Even when it’s not about food allergies, it is

***DISCLAIMER:  This is a long post.  The relevance to food allergies is explained about halfway down.***

I have been a little slack in finishing and publishing posts this week. Not because of DR or anything relating to food allergies, but because of JN, my one year old, and a febrile seizure which caused him to be hospitalized.

We have joked for the past year that JN is our easy child since he has not been sick like DR was the first year of his life.  In fact, JN has only had one other illness:  a quickly passing stomach bug.  Other than a low-grade fever from the stomach bug and some teething irritation, JN has never had the issues we were accustomed to…that is until this past Monday.

Both boys dealt with symptoms of what looked like the everyday cold over the weekend.  They had some nasal congestion coupled with a (slightly alarming) barking cough.  Neither of them spiked fevers or showed any other sign of malaise, so we took them to daycare on Monday morning.  At daycare we were told that some of the teachers and other kids had the same thing, but it didn’t seem to be of concern; however, at 4:26pm I received a call from daycare saying that JN had a fever and needed to be picked up.  While I tried to reach my husband, Justin, I received another call saying JN was having a seizure.  At this point, I clocked out of work, and rushed to pick him up.

Due to crazy traffic patterns and trains, I was delayed and never made it to the daycare.  Instead, they had to call for an ambulance and my baby was rushed to the hospital.  By the time I was able to find him, he was still seizing with a team of 17 people working to correct the situation.  When they were finally able to start an IV they administered two rounds of medications that finally stopped the seizure.  This was 45 minutes after the seizure had started.  At this point several nurses and doctors started explaining to me what was happening, concerns they had, and asking questions about previous medical histories.  I tried to answer as best I could, but I was in a daze of panic and fear.  I recall one of my first responses when I saw that he was not wearing a diaper that “I forgot to bring diapers.”  As family members started to arrive even more questions bombarded me, and I didn’t know how to answer them all.


Finally, Justin arrived with DR, and the discussion transitioned to who was going to take DR and what he could eat.  At this mention, I quickly snapped out of my panicked-mama funk, and started making a plan.  These were questions I could answer and a situation I could control.  I explained where he could eat and what he could have.  There was already a plan in place at daycare to use extra foods we had dropped off for the days he couldn’t eat the school meal.
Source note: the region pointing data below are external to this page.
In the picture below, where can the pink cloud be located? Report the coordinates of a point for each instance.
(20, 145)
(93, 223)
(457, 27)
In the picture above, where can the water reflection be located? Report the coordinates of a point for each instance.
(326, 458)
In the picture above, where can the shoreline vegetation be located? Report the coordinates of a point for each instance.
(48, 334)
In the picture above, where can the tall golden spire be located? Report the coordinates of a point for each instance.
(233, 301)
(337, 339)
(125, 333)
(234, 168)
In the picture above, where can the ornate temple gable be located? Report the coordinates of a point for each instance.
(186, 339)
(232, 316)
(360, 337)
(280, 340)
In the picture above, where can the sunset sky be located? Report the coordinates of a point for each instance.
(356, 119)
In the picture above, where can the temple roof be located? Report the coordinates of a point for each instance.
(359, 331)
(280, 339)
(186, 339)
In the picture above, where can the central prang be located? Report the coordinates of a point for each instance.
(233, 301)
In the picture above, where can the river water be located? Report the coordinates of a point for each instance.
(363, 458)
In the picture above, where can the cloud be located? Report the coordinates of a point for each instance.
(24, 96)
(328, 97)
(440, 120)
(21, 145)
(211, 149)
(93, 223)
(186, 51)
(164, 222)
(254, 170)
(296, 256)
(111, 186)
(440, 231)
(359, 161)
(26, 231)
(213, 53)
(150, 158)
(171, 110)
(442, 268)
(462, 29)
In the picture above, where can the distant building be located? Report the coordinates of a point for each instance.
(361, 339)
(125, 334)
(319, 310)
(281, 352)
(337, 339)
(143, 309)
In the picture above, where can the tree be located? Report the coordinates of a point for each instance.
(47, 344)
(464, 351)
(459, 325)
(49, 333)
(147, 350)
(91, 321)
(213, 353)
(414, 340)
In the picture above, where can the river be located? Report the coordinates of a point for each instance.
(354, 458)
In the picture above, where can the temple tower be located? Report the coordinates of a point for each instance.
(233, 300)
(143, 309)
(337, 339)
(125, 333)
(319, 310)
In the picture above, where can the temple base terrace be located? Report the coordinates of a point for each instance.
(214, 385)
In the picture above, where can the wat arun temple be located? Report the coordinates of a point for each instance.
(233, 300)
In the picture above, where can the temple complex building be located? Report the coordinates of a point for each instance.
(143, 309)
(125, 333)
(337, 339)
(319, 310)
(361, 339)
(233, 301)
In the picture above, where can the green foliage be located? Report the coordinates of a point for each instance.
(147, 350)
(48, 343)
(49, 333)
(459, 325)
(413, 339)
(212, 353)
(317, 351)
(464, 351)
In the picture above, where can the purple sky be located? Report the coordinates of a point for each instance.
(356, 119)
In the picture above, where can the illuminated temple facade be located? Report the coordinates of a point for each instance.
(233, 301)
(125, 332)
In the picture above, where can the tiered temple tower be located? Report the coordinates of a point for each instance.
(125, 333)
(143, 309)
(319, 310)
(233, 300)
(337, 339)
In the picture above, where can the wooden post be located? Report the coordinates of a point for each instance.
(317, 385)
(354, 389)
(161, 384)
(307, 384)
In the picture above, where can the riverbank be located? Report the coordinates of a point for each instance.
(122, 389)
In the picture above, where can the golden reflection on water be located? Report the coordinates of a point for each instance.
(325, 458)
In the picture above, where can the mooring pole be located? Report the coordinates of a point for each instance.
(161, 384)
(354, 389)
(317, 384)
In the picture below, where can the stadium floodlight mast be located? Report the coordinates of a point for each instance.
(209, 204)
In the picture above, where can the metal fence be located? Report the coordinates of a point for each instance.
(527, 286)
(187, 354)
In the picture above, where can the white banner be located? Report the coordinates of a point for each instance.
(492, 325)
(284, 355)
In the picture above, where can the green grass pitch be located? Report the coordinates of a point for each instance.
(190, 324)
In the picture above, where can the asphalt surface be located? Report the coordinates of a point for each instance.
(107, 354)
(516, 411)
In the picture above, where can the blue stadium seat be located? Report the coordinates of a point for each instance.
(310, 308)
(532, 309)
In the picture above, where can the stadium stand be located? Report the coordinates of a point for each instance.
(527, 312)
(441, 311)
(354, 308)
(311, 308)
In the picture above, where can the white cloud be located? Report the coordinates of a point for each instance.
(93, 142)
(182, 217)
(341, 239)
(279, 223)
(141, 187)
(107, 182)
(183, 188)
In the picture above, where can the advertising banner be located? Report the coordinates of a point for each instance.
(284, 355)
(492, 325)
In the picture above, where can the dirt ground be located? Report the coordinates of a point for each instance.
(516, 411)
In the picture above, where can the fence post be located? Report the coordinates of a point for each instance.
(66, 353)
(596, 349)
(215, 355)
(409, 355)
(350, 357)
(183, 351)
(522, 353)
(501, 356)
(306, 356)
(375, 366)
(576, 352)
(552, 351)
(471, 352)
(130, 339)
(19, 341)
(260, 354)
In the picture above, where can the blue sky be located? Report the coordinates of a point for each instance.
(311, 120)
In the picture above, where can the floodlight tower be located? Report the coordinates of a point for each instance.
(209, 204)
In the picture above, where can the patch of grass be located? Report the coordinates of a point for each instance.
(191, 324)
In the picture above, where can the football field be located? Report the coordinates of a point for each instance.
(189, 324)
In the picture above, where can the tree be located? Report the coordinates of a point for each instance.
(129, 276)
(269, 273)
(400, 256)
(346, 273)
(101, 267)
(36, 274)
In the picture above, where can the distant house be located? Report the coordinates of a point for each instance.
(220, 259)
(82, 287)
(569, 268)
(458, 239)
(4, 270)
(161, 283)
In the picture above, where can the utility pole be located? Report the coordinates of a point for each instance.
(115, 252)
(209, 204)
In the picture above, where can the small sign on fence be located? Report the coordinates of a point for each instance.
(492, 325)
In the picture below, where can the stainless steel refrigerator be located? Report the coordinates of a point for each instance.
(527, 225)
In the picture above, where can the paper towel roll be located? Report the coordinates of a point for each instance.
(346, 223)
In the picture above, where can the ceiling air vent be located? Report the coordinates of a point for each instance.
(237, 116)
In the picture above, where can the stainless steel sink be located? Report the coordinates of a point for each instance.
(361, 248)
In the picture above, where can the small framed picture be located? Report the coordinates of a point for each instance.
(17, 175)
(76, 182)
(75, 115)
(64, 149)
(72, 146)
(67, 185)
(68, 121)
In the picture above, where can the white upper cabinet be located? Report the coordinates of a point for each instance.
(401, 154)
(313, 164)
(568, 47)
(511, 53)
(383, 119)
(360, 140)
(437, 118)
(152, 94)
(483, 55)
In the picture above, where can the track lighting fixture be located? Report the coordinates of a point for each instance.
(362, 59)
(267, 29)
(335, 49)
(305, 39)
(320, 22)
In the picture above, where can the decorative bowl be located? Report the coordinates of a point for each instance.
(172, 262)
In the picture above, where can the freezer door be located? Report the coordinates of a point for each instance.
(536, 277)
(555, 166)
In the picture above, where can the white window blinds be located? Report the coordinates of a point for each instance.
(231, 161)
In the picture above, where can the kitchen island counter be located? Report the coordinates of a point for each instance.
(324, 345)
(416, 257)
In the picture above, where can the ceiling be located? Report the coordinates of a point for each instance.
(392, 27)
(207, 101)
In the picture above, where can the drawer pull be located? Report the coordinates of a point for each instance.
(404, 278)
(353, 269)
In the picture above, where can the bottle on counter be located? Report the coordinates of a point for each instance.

We had plenty of foods at home that were all egg and peanut free.  Our families have been trained in DR’s food allergy plan, and they were prepared.

Over the course of our two-day hospital stay I received many calls and updates on DR, and I was reassured of his meal and snack plans.  Because of our months of preparation since his diagnoses, we now know that no matter which situations may take us from him, we have friends and family who love and care for DR so much that they are as focused on his food allergies and keeping safe.